# Deploy Machine Learning Projects in Production with Open Standard Models

## Setting the Scene: Core Problem

In the context of machine learning...

* __Training__ is the process of obtaining a (hopefully useful) machine learning model from data
* __Inference__ or __Prediction__ or __Scoring__ is the process of using a model to obtain a __score__ for some new data encountered in your business or research
* Sometimes (e.g., in __online learning__ use cases) the same system is performing training and inference at approximately the same time

In this session, we will __not__ focus on training (or data preparation, cleaning, model tuning, selection, etc.) 

There are lots of great resources focusing on that phase of work, and we're going to assume that you already have a model you're happy with (or at least a process for creating those models).

So you've trained and tuned a model, done some validation tests to ensure it generates appropriate predictions on new data, and you want to deploy this model into an enterprise-scale inference service, where it can deliver predictions for the business. 

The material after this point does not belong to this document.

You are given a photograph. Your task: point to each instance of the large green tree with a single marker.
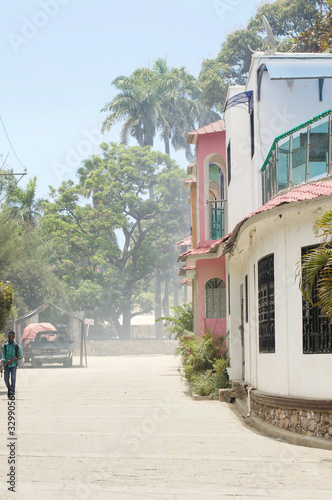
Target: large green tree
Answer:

> For example, you've trained a great recommender system, and *now it needs to be exposed as a scalable service* consumed by your company's online-store app, which will send carts of products to that recommender, and receive back recommended products to offer  customers.

## Open Source Pre-History: Proprietary Inference Servers

Why is this a challenge today?

For a long time, businesses using machine learning employed proprietary tools like SAS, SPSS, and FICO to perform modeling.

Many of these products and vendors licensed proprietary "model servers" or "inference servers" which were created specifically to take models and expose them elsewhere in the IT infrastructure as a service.

If your company was a customer of these products, the enterprise "solution" included both the data mining tools (modeling) and the serving tools (inference).

## The Rise of Open Source: Stone Age

As open-source data science tools rose in prominence over the last decade, more data scientists, statisticians, researchers, and analysts began relying on
* Python
    * SciPy stack
    * scitkit-learn
    * TensorFlow
    * etc.
* R
    * dplyr
    * ggplot2
    * etc.
* Spark, H2O, others...

As we've all seen, the cycle of research, development, publication, and open-source tooling has led to a huge explosion of data-driven uses throughout the world.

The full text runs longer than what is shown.